News 08 Nov 13

Bosnian War Memories Filmed for Oral History Archive

From ex-officers and politicians to ordinary Bosnians, over 100 people have given video interviews for a new archive of memories of wartime suffering and imprisonment.

Denis Dzidic
BIRN
Sarajevo
The video archive on the memory project website.

The project entitled ‘Oral History in Bosnia and Herzegovina: Unveiling Personal Memories on War and Detention’, which is aimed at promoting reconciliation after the 1992-95 conflict, was launched in Sarajevo on Thursday.

“We have covered the entire country and interviewed members of all ethnic groups and national minorities,” said Svjetlana Celic of Bosnia’s Centre for Investigative Journalism, which worked with the universities of Sarajevo, Rotterdam and Twente in the Netherlands.

“We tried to get those people who really suffered through hard times. We have victims and former generals and politicians, and you will see they all have their own story,” Celic said.

The aim of the project was to “uncover the personal stories of the 1990s war”, explained the vice-rector of Sarajevo University, Ugo Vlaisavljevic.

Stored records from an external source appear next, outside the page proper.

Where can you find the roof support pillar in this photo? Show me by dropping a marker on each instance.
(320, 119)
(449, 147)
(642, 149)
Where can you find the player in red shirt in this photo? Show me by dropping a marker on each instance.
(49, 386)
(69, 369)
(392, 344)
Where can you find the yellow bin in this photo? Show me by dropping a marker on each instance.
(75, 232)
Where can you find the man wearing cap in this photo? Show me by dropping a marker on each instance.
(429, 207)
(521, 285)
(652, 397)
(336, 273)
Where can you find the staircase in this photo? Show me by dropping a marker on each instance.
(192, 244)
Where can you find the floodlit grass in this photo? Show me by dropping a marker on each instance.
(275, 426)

“We have three ethnic historiographies, but even within each one, there are separate individual stories. Those individual truths are the story of our own history,” Vlaisavljevic said.

Nihad Sendic giving an interview for the archive.

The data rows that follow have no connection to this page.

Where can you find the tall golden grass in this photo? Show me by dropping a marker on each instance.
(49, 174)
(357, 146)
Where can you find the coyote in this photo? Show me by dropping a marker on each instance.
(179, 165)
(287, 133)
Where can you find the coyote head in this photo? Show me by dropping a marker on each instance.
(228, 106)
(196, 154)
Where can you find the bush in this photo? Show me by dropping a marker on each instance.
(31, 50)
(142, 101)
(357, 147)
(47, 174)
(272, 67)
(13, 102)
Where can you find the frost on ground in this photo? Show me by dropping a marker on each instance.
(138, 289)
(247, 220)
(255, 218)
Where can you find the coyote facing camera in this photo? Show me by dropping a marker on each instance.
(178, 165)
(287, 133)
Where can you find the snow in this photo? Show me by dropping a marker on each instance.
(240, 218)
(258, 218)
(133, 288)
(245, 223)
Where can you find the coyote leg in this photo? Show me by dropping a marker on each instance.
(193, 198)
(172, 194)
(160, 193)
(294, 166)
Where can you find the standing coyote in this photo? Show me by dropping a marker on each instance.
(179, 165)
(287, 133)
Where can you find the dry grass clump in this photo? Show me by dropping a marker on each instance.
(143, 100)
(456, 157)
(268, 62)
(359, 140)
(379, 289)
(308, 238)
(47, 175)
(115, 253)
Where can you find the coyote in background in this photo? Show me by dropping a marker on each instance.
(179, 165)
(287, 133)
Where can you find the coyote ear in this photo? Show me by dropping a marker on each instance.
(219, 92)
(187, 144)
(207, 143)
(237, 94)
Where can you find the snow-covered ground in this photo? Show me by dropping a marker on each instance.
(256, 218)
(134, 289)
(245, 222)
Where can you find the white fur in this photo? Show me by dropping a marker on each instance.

One of the interviewees, Nihad Sendic from Bihac in the north of the country, said in his interview that he was in favour of always speaking about the war, because that was the only way that the truth can be found.

“I want us to speak all the time... truthfully... This is why I am so open. We all need this, to come together,” said Sendic.

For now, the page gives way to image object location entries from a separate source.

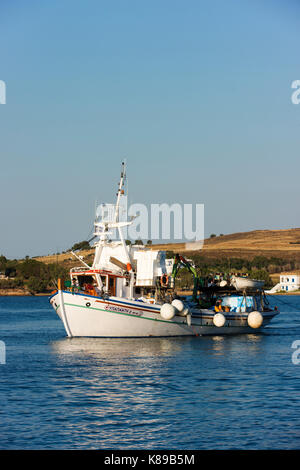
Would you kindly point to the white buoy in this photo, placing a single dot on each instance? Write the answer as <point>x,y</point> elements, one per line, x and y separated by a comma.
<point>255,319</point>
<point>167,311</point>
<point>219,320</point>
<point>178,304</point>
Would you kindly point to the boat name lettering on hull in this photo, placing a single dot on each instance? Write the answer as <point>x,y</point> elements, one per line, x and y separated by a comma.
<point>122,310</point>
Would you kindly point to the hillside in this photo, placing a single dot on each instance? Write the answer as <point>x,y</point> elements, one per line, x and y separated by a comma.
<point>284,244</point>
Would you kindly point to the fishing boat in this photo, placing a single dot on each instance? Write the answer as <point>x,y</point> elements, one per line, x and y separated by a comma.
<point>130,291</point>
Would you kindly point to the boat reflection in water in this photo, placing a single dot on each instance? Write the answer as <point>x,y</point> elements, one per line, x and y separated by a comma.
<point>114,348</point>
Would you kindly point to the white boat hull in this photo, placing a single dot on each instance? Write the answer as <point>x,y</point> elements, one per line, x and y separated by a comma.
<point>89,316</point>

A parallel oral history archive was also launched in Croatia last month, entitled ‘Croatian Memories’, containing personal recollections from some 450 people who suffered in conflicts from World War II onwards.

Interviews from both the projects can be watched online, and there are plans to create similar archives in Kosovo and Serbia.

Sasa Madacki from the Sarajevo University Centre for Human Rights said that the benefits of the project are not limited to the study of history.

“We are about giving a voice to the people, who have created history or lived through it… These personal stories can do much more in the classroom to teach about the war then any book or lecture can,” he said.

Peter van der Maas, from Erasmus University in Rotterdam, said that the Croatian project had proved extremely successful.

“We have heard that it not only benefits society, bringing together narratives, but the individuals themselves, who benefit personally from telling their own story,” said van der Maas.

The project, which started in 2011, is financed by the Dutch foreign ministry. The Dutch ambassador to Bosnia and Herzegovina Jurriaan Kraak explained that without public recognition of past crimes, the country cannot hope to move forward towards the European Union.

“The European family is a community of values, so all nations must face up to unpleasant truths, they must foster mutual understanding and hold themselves accountable for wrongdoings,” Kraak said.